The screening will be followed by a “hang” with Niblock and Soldier on Zoom:
Meeting ID: 789 059 3491
THE MAGIC SUN (1966-68)
Composer, photographer, and filmmaker Phill Niblock’s classic experimental underground film The Magic Sun features a sensational soundtrack by the legendary jazz musician Sun Ra and the members of his Solar Arkestra. Niblock used a very high contrast black-and-white film technique to shoot ultra-tight close-ups on the moving hands and mouths of the musicians.
This is the premiere screening of the newly restored film, which has been transferred from 16mm to HD video, color corrected by Adam Hogan and Laura Stayton, and sound revitalized by Dan Evans Farkas. The 16mm film was originally processed by J&D Film Labs, in NY.

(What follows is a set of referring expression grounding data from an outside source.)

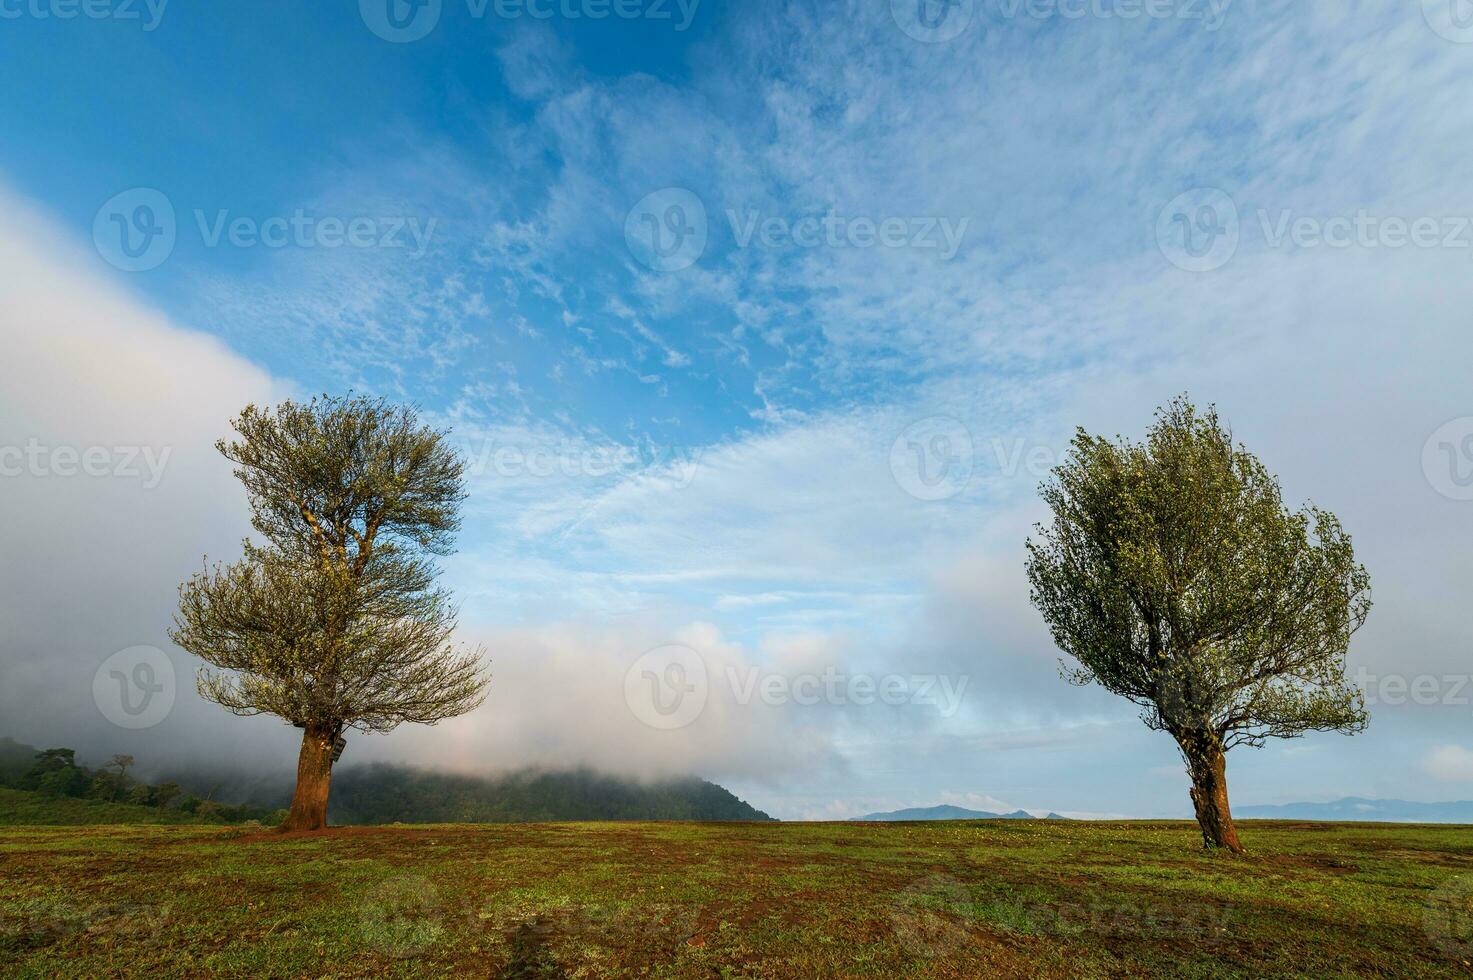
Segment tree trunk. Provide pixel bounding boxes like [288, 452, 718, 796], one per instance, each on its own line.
[1184, 738, 1244, 854]
[281, 726, 335, 832]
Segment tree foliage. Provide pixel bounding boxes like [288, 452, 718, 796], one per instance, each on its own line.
[1025, 397, 1371, 850]
[1026, 397, 1370, 747]
[172, 395, 489, 738]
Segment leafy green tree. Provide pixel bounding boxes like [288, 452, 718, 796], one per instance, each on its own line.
[50, 770, 88, 797]
[21, 748, 82, 794]
[172, 395, 489, 832]
[36, 767, 88, 798]
[1025, 397, 1371, 853]
[151, 782, 183, 809]
[88, 771, 125, 801]
[85, 754, 137, 801]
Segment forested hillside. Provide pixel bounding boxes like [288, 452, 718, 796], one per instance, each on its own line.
[327, 763, 775, 824]
[0, 738, 773, 825]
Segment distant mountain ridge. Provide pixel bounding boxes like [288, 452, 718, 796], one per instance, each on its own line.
[324, 763, 776, 824]
[851, 804, 1068, 822]
[1237, 798, 1473, 824]
[853, 798, 1473, 824]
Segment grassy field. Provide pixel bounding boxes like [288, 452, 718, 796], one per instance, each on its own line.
[2, 818, 1472, 978]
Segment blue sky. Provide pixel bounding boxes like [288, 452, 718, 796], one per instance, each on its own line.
[3, 0, 1473, 820]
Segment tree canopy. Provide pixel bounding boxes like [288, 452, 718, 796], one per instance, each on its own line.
[172, 395, 489, 830]
[1026, 397, 1371, 851]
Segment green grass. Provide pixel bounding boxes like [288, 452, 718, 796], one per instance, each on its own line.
[0, 788, 218, 827]
[3, 817, 1472, 977]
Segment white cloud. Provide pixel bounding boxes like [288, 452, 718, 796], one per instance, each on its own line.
[0, 183, 287, 767]
[1424, 746, 1473, 783]
[361, 620, 853, 785]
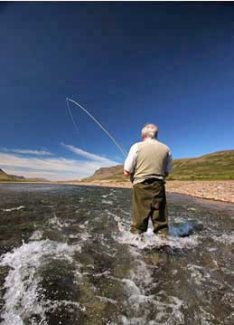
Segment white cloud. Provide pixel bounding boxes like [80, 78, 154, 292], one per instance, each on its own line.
[4, 169, 58, 179]
[2, 148, 52, 156]
[61, 143, 117, 165]
[0, 145, 119, 181]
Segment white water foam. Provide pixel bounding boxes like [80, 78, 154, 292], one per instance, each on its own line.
[69, 229, 92, 241]
[79, 220, 89, 229]
[120, 288, 184, 324]
[29, 230, 44, 241]
[103, 211, 192, 324]
[187, 207, 197, 211]
[105, 234, 185, 325]
[48, 213, 71, 229]
[186, 264, 211, 286]
[96, 295, 117, 305]
[212, 232, 234, 245]
[128, 286, 183, 323]
[118, 224, 198, 250]
[102, 199, 113, 205]
[2, 206, 25, 212]
[0, 240, 82, 325]
[196, 306, 216, 324]
[109, 211, 198, 250]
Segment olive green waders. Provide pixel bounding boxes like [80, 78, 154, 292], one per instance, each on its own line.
[131, 179, 168, 234]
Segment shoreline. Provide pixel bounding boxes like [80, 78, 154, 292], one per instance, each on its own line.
[61, 180, 234, 204]
[0, 180, 233, 204]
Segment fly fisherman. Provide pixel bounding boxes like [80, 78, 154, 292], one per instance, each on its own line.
[124, 124, 172, 237]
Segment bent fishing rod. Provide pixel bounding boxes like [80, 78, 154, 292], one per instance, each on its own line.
[66, 97, 127, 158]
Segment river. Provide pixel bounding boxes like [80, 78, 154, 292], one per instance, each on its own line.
[0, 184, 233, 325]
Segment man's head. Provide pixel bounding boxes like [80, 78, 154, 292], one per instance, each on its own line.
[141, 123, 158, 139]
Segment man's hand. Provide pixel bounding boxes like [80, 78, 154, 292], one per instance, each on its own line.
[124, 170, 134, 183]
[124, 170, 130, 176]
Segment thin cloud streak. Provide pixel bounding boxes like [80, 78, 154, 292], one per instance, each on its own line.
[5, 169, 59, 179]
[2, 148, 52, 156]
[61, 143, 118, 165]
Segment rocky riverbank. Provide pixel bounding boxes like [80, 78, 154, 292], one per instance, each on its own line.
[166, 180, 234, 203]
[64, 180, 234, 203]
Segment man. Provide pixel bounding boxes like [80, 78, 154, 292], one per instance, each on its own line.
[124, 123, 172, 236]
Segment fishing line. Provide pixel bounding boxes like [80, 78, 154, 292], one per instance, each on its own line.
[66, 97, 127, 157]
[66, 99, 81, 134]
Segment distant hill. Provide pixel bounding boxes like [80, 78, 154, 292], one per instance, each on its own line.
[83, 150, 234, 182]
[82, 165, 125, 183]
[168, 150, 234, 180]
[0, 169, 49, 182]
[0, 169, 25, 181]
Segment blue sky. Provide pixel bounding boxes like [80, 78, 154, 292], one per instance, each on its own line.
[0, 2, 233, 180]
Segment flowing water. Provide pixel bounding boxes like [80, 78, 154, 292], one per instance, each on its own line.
[0, 184, 233, 325]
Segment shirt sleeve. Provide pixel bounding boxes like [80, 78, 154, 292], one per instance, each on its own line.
[124, 143, 139, 173]
[165, 150, 173, 174]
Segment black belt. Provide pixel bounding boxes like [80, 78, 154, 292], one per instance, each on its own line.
[142, 178, 164, 185]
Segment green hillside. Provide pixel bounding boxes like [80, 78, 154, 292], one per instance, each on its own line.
[84, 150, 234, 182]
[168, 150, 234, 180]
[0, 169, 25, 181]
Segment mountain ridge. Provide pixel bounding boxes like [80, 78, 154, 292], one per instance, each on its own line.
[83, 150, 234, 182]
[0, 169, 49, 182]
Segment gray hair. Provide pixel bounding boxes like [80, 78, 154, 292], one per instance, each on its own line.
[141, 123, 158, 138]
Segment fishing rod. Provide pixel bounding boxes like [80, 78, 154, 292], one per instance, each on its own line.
[66, 97, 127, 158]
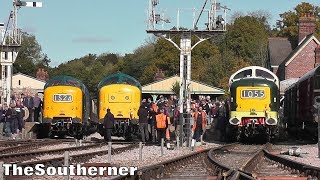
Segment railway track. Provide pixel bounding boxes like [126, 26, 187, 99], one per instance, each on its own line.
[13, 143, 137, 167]
[0, 141, 133, 164]
[208, 143, 320, 179]
[113, 144, 237, 180]
[113, 143, 320, 179]
[0, 139, 48, 148]
[0, 138, 98, 155]
[0, 140, 65, 154]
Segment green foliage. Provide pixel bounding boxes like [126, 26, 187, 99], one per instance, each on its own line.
[49, 53, 119, 98]
[226, 15, 269, 65]
[171, 81, 180, 97]
[13, 32, 44, 76]
[277, 2, 320, 44]
[121, 44, 155, 81]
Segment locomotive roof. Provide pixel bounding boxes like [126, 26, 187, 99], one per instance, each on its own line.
[98, 73, 142, 90]
[44, 75, 88, 92]
[229, 66, 280, 88]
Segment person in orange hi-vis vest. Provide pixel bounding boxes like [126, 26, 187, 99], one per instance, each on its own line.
[192, 106, 207, 142]
[152, 102, 158, 113]
[156, 108, 171, 143]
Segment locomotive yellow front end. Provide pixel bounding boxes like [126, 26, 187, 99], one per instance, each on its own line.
[43, 86, 83, 137]
[231, 86, 278, 126]
[98, 84, 140, 122]
[228, 66, 280, 142]
[98, 73, 142, 139]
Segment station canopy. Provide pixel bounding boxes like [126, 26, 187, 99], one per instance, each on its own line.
[142, 75, 225, 95]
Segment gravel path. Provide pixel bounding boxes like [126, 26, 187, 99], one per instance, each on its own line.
[37, 143, 91, 151]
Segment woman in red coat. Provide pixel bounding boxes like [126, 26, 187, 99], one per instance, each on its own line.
[192, 106, 207, 142]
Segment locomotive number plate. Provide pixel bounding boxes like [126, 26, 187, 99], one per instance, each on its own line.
[53, 94, 73, 102]
[241, 90, 265, 98]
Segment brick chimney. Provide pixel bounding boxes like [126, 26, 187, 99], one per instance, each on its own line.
[298, 13, 316, 43]
[315, 46, 320, 67]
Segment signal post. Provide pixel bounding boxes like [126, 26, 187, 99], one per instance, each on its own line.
[146, 0, 229, 146]
[0, 0, 42, 105]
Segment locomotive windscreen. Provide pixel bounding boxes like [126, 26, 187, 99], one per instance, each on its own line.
[234, 69, 252, 79]
[98, 73, 141, 89]
[256, 69, 275, 80]
[45, 76, 83, 89]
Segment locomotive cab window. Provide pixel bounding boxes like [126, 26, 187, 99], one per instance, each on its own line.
[66, 79, 81, 88]
[46, 79, 63, 86]
[234, 69, 252, 79]
[256, 69, 274, 80]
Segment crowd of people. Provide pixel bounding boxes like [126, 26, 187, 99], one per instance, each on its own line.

THE EIGHTH HOUR OF AMDUAT (2017–20)
AN OPERA BASED ON THE OLDEST SURVIVING MUSICAL SCORE
Marshall Allen, the leader of the Sun Ra Arkestra, is featured in the part of the Egyptian god Sun Ra, in Dave Soldier’s new classical/jazz/electronic opera based on the oldest musical score known, the Eighth hour of the Book of the Amduat. In this version from 1425 BC, the sounds and music are clearly specified during Sun Ra’s nightly travels on the underworld river to age, die, and be reborn to rise again every morning. The ancient hieroglyphs are translated to Italian by Egyptologist Rita Lucarrelli (professor at UC Berkeley) and the parts of the other gods and demons are sung by mezzo soprano (Sahoko Sato TImpone from the Metropolitan Opera) and a choir and by additional improvisers (Dan Blacksberg, Nick Millevoi, Michael Winograd, Rebecca Cherry) with a classical orchestra.